Frage der Woche:Trauern Tiere?

Häufig hört man, dass Hunde nach dem Tod ihres Besitzers das Essen verweigern oder andere Zeichen von Traurigkeit zeigen. Aber kennen Tiere dieses Gefühl überhaupt?

Markus C. Schulte von Drach

Hunde, so hört man häufig, trauern um ihre verstorbenen Besitzer: Sie suchen nach ihm, wollen nicht mehr fressen, nicht mehr spielen. Die Tiere wirken auf uns, als ob sie emotional auf den Verlust der vertrauten Person ähnlich reagieren, wie wir es von uns selbst kennen.

Frage der Woche: Wenn ihnen vertraute Personen fehlen, trauern auch Hunde.

Wenn ihnen vertraute Personen fehlen, trauern auch Hunde.

(Foto: Foto: ddp)

Entsprechende Berichte gibt es von Katzen, die einen Artgenossen vermissen. Doch können Tiere tatsächlich trauern? Oder interpretieren wir nur eine menschliche Regung in sie hinein?

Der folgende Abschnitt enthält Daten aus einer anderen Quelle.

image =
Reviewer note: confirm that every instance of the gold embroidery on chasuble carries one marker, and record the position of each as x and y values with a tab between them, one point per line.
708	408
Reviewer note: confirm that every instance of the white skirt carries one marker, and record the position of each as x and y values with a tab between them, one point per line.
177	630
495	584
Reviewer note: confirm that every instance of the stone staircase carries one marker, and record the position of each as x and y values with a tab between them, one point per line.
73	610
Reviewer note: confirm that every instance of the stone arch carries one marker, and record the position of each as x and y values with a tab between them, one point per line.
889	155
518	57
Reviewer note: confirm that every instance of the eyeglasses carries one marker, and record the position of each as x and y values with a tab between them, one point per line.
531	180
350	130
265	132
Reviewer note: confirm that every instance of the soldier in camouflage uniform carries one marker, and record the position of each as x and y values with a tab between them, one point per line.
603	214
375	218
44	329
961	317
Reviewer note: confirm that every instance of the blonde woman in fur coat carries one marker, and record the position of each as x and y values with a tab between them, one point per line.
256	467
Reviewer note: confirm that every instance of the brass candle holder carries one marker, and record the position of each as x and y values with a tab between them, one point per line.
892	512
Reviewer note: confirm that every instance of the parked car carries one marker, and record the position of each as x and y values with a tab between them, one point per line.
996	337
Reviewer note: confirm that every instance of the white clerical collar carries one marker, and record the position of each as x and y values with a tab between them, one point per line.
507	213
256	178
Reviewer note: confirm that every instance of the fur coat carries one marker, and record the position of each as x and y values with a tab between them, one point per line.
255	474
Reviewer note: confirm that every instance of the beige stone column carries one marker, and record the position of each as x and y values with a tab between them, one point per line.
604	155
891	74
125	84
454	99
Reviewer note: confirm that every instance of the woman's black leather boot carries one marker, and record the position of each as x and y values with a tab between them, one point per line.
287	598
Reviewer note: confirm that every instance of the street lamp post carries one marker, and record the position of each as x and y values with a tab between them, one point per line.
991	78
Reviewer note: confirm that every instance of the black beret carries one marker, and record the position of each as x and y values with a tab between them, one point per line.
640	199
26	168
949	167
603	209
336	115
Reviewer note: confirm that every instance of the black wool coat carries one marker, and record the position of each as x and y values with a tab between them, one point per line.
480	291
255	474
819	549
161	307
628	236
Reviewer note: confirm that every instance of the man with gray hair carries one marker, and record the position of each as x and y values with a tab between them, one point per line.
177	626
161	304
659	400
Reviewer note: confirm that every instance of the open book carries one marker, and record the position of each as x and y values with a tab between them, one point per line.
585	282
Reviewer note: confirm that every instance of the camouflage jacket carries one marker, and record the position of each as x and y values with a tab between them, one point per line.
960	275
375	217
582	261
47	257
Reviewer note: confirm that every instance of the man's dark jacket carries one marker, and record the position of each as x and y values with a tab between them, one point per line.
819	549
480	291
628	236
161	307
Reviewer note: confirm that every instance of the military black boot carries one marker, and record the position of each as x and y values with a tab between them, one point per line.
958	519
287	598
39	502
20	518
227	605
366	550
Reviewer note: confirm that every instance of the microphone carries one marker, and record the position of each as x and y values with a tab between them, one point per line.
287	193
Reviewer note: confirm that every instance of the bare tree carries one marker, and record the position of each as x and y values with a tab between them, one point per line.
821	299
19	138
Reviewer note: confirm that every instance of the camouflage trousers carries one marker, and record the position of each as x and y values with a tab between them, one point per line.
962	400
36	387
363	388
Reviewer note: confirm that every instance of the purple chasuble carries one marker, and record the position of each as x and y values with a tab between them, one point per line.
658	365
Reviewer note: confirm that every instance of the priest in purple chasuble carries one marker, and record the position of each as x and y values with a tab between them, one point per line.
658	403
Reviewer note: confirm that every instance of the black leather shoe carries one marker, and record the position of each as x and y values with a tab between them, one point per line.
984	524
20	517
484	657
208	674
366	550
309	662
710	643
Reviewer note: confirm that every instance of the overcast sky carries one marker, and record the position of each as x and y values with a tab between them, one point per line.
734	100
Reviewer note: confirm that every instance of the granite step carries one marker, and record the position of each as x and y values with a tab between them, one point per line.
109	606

Tatsächlich gibt es nicht nur Anekdoten über solches Verhalten von Haustieren - also von Tieren, die in engem Kontakt mit Menschen leben. Wissenschaftler haben in der Wildnis oder im Labor beobachtet, dass manche Tiere tatsächlich so etwas wie Trauer zu spüren scheinen.

Ein bekanntes Beispiel sind Elefanten. So konnten der Brite Iain Douglas-Hamilton und seine Kollegen von der Save The Elephants Foundation in Nairobi, Kenia, bei ihren Studien genau verfolgen, wie die Mitglieder einer Herde auf den Tod ihrer Matriarchin reagierten.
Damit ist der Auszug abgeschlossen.